Selbst wenn wir annehmen wollten (und das ist mal durchaus die Frage, ob wir überhaupt Grund haben das folgende anzunehmen), dass entweder HSS oder HSN oder gar beide die jeweils anderen nur als letzten Notnagel in Erwägung gezogen hätten, wird es immer wieder zu Vermischungen gekommen sein, wodurch markantere Unterschiede in der Physiologie und in der Kultur immer mehr verschwommen sein sollten - und sei es auch im Laufe vieler Jahrhunderte (hier ist ja von schlappen 10.000 Jahren die Rede).

Je verschwommener der Unterschied, desto weniger bedeutsam das (nur vielleicht anzunehmende) Kriterium, sich gegenseitig nur für den letzten Notnagel zu halten.
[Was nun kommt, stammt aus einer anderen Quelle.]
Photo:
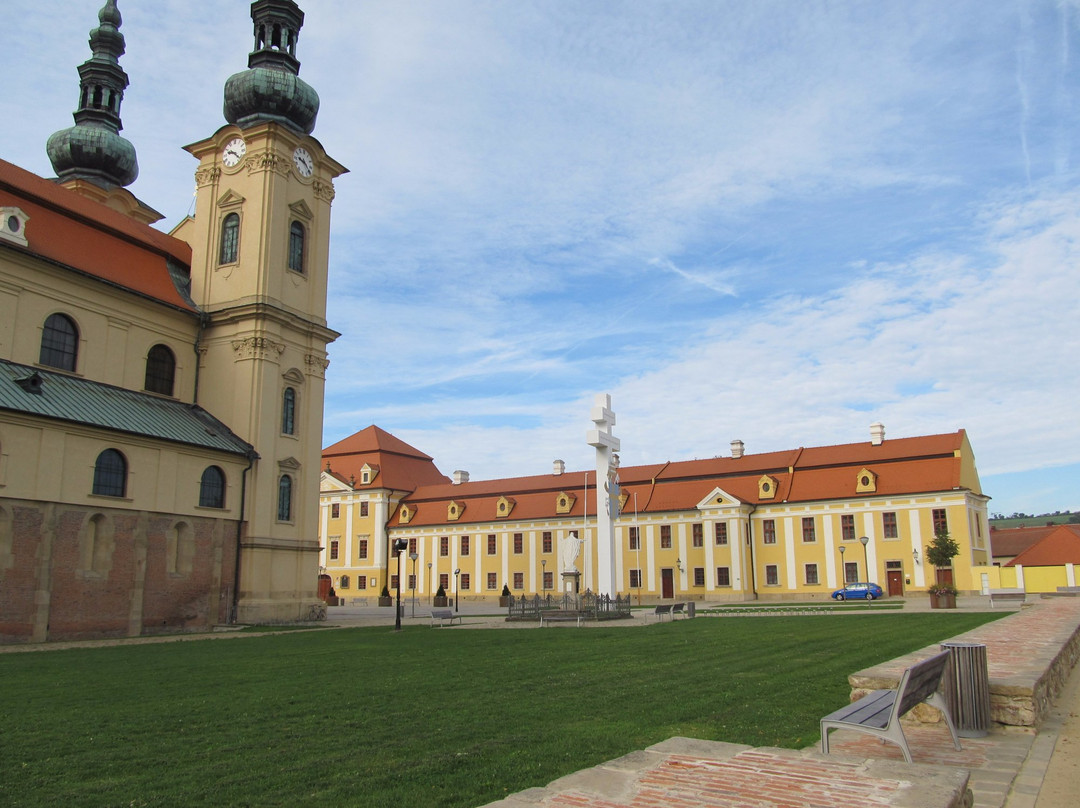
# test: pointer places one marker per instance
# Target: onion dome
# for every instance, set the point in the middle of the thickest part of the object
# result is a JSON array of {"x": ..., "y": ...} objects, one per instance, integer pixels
[
  {"x": 93, "y": 149},
  {"x": 271, "y": 89}
]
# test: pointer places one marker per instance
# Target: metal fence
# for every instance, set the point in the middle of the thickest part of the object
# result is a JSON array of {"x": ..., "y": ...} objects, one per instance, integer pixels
[{"x": 588, "y": 605}]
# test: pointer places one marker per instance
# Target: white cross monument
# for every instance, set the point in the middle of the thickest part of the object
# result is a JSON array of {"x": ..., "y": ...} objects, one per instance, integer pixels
[{"x": 607, "y": 493}]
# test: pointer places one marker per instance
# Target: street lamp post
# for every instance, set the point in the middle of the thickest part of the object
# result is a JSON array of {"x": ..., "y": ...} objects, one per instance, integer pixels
[{"x": 414, "y": 556}]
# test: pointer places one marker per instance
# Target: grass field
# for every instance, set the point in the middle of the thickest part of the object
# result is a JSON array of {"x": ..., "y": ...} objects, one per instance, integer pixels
[{"x": 424, "y": 717}]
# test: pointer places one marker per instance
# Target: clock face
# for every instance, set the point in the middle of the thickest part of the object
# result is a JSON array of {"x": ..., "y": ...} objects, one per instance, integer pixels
[
  {"x": 304, "y": 162},
  {"x": 234, "y": 151}
]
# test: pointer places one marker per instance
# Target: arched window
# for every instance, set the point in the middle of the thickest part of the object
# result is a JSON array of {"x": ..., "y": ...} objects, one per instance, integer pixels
[
  {"x": 230, "y": 239},
  {"x": 285, "y": 498},
  {"x": 110, "y": 474},
  {"x": 288, "y": 412},
  {"x": 160, "y": 371},
  {"x": 296, "y": 246},
  {"x": 59, "y": 342},
  {"x": 212, "y": 488}
]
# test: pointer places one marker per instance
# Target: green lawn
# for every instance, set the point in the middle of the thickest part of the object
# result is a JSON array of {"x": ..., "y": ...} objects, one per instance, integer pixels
[{"x": 424, "y": 717}]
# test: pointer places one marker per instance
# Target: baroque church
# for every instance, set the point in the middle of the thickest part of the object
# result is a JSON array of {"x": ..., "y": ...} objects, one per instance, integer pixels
[{"x": 161, "y": 395}]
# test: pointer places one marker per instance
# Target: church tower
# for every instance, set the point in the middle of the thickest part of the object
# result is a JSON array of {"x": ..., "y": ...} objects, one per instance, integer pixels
[{"x": 260, "y": 240}]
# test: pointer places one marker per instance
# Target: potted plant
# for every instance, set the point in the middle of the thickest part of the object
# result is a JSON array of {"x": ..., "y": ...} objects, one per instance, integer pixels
[
  {"x": 940, "y": 553},
  {"x": 943, "y": 596}
]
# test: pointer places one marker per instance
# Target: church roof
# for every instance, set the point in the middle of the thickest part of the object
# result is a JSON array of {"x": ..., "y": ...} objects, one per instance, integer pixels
[
  {"x": 86, "y": 237},
  {"x": 59, "y": 396}
]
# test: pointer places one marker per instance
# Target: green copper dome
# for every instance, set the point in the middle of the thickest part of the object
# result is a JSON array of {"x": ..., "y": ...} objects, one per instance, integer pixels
[
  {"x": 93, "y": 149},
  {"x": 271, "y": 89}
]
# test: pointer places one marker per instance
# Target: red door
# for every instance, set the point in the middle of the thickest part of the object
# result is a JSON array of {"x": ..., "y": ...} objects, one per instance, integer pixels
[{"x": 667, "y": 583}]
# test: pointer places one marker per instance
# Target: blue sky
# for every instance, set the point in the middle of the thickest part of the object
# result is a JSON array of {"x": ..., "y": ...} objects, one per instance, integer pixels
[{"x": 770, "y": 220}]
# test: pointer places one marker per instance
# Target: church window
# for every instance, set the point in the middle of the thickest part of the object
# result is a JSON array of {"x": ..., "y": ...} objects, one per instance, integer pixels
[
  {"x": 110, "y": 474},
  {"x": 296, "y": 239},
  {"x": 160, "y": 371},
  {"x": 288, "y": 412},
  {"x": 59, "y": 342},
  {"x": 230, "y": 239},
  {"x": 212, "y": 488},
  {"x": 285, "y": 498}
]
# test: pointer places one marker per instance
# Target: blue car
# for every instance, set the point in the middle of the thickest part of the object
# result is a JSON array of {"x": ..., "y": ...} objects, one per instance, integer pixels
[{"x": 859, "y": 592}]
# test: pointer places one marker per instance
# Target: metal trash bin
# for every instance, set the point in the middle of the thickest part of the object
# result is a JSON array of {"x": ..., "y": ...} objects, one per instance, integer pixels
[{"x": 967, "y": 688}]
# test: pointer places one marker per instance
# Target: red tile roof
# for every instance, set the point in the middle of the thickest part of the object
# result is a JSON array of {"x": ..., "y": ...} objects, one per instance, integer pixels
[{"x": 89, "y": 237}]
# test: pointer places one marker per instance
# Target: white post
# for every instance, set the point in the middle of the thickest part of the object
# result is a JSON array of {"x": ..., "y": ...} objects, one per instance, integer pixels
[{"x": 607, "y": 492}]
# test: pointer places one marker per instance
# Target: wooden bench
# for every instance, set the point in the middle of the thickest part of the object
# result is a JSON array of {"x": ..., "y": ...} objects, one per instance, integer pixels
[
  {"x": 1007, "y": 594},
  {"x": 878, "y": 713},
  {"x": 443, "y": 615}
]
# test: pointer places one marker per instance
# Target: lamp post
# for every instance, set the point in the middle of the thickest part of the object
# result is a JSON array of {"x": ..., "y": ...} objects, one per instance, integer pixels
[
  {"x": 414, "y": 556},
  {"x": 400, "y": 547}
]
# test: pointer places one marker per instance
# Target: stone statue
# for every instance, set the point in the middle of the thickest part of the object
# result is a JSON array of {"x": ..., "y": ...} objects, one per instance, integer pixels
[{"x": 570, "y": 547}]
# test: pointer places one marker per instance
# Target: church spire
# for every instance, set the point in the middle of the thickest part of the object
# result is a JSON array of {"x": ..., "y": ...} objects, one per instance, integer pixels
[
  {"x": 271, "y": 89},
  {"x": 93, "y": 149}
]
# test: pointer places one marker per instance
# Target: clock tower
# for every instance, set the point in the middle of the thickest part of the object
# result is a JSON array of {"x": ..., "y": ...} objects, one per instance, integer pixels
[{"x": 259, "y": 240}]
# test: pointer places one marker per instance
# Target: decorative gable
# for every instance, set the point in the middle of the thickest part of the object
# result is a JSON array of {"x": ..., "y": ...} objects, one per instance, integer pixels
[
  {"x": 866, "y": 482},
  {"x": 564, "y": 502},
  {"x": 766, "y": 487},
  {"x": 503, "y": 507}
]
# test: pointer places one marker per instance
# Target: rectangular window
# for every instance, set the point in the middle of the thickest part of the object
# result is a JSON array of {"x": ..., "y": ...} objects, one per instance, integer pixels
[
  {"x": 889, "y": 525},
  {"x": 847, "y": 527},
  {"x": 769, "y": 532},
  {"x": 721, "y": 533}
]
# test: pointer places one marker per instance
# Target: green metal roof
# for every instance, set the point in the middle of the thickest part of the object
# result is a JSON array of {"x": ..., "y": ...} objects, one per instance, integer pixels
[{"x": 56, "y": 395}]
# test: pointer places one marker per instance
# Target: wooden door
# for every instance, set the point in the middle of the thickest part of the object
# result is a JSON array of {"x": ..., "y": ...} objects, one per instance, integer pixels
[{"x": 667, "y": 583}]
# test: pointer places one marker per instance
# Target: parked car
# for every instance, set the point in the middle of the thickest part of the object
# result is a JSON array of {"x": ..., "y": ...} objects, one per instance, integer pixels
[{"x": 858, "y": 592}]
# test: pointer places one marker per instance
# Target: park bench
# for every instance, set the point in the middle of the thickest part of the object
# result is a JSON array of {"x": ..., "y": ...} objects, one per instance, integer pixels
[
  {"x": 443, "y": 615},
  {"x": 1007, "y": 594},
  {"x": 878, "y": 713}
]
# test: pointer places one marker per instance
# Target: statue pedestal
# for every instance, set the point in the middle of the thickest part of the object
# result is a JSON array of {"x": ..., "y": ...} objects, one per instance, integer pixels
[{"x": 571, "y": 582}]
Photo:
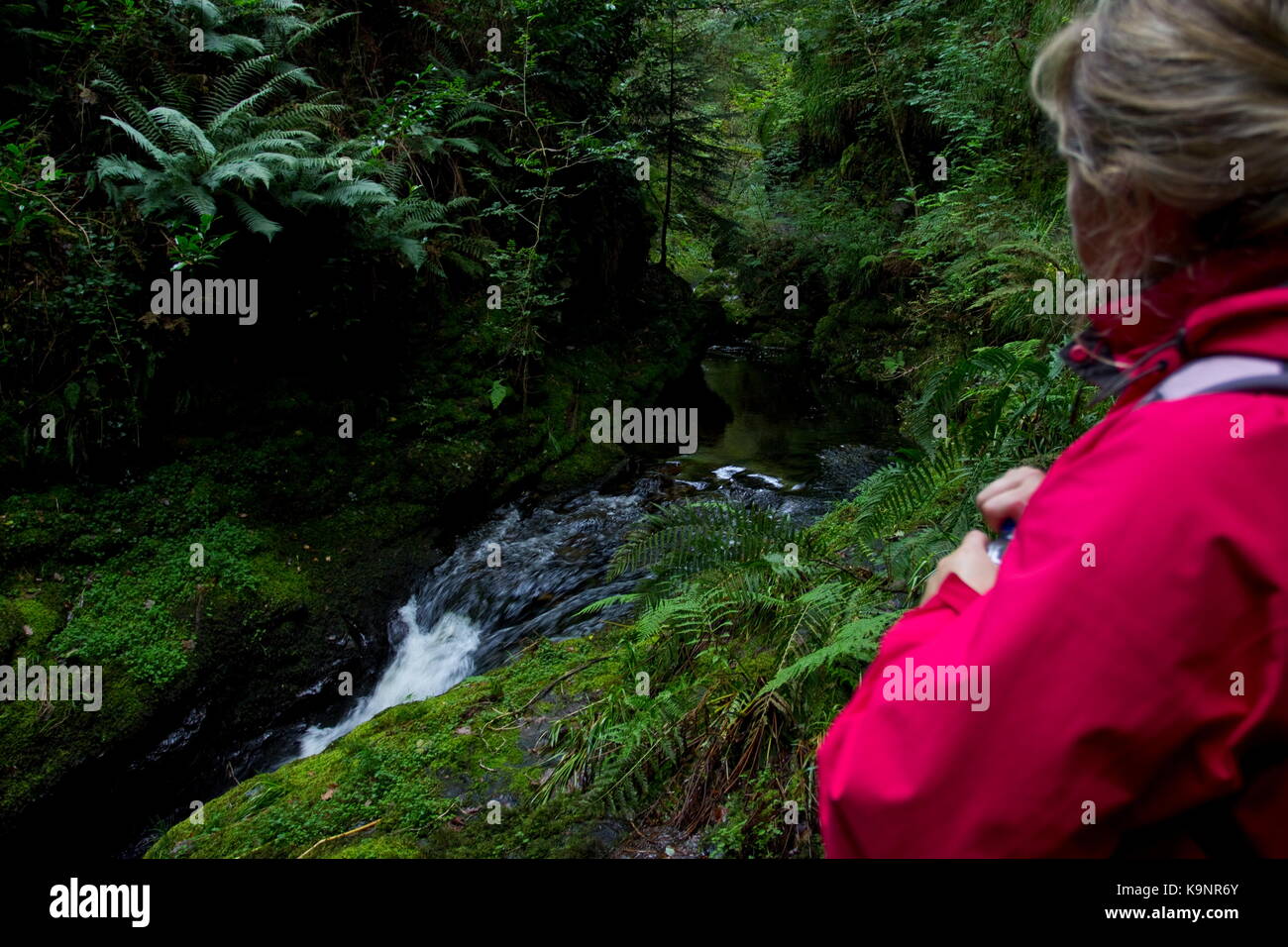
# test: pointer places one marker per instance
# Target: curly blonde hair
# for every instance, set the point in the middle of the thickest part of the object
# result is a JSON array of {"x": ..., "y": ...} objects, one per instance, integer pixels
[{"x": 1176, "y": 103}]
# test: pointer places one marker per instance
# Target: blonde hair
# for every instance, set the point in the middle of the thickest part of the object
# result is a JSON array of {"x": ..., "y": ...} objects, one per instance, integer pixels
[{"x": 1172, "y": 94}]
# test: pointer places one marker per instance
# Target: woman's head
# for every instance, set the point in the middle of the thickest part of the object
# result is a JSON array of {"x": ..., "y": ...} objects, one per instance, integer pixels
[{"x": 1173, "y": 119}]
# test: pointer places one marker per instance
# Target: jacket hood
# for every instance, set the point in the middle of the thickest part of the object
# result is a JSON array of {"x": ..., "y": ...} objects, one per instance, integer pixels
[{"x": 1231, "y": 303}]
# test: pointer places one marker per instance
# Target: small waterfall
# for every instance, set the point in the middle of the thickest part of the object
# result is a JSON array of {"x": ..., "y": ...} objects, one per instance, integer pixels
[
  {"x": 527, "y": 571},
  {"x": 428, "y": 664}
]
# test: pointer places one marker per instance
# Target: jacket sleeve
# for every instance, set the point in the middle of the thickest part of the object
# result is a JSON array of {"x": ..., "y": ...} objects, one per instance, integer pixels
[{"x": 1104, "y": 657}]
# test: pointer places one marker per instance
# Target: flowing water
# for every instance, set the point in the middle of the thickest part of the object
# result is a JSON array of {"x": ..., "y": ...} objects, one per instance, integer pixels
[{"x": 765, "y": 437}]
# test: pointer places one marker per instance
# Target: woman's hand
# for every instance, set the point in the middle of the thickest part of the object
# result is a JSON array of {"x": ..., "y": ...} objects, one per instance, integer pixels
[
  {"x": 1008, "y": 496},
  {"x": 971, "y": 565}
]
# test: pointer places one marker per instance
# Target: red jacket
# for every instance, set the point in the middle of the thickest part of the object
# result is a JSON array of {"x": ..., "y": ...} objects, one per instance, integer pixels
[{"x": 1146, "y": 579}]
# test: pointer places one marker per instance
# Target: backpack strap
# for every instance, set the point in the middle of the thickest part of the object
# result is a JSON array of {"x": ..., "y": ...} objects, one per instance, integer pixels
[{"x": 1216, "y": 373}]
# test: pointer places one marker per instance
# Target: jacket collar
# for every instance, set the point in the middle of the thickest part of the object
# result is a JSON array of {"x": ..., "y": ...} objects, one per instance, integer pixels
[{"x": 1229, "y": 303}]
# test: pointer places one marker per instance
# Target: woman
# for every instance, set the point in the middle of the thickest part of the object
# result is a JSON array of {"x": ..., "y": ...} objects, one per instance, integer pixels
[{"x": 1136, "y": 634}]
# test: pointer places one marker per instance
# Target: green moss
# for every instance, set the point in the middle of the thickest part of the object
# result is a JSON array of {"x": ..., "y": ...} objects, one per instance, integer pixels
[{"x": 428, "y": 775}]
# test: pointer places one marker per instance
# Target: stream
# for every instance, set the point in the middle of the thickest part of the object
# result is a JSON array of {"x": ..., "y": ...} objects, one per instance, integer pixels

Die Vermischungswahrscheinlichkeit müsste also zugenommen haben.


Kurzum, wenn zwei selbst markant unterschiedlich aussehende Phänotypen Menschen (Voraussetzung: eindeutige Erkennbarkeit, ob einer von uns oder einer von denen), die sich gegenseitig ablehnen (Voraussetzung: Handlungsabsicht), in kleinen Horden weit versprengt lebend, ein Gebiet durchmischt besiedeln, werden sich beide mit der Zeit verschmelzen.


Dieser Gedanke spricht mir sehr dafür, dass es mit der Zeit zu einer immer gleichmäßigeren Vermischung beider HS-Typen gekommen ist.


Wenn ich nun die Zahl 2-4% richtig dahin gehend verstehe, dass 2-4% der Vorfahren der betrachteten heutigen Population HSN waren, finde ich den Gedanken sehr folgerichtig, dass auf Zeiten starker Dezimierung der Menschen im betroffenen Siedlungsraum bessere Zeiten folgten, in denen viele HSS nachgerückt sind, die sich dann wieder mit den Überlebenden der letzten schweren Zeiten vermischt haben. Es braucht nicht allzu viele nicht allzu enge Flaschenhälse hintereinander, damit eine autochtone Bevölkerung durch nach Notzeiten nachrückende Zuwanderer bis zur Unkenntlichkeit verdünnt wird. Deshalb erscheint mir dieses unter der Voraussetzung zu 1) als das wahrscheinlichste Szenario.


Der Gedanke dagegen, auf Grund geringerer Geburtenrate sei der HSN schlicht ausgestorben (im Sinne von nachfahrenlos), während er von einer zunehmenden Zahl von HSS praktisch umlagert war, erscheint mir abwegig wenn ich die Voraussetzungen zu 1) und 2) als richtig unterstelle.

Diese Überlegung stammt doch aus der Zeit, in der man noch annahm, HSS und HSN könnten gar keine auf Dauer zeugungsfähige gemeinsame Nachkommenschaft haben.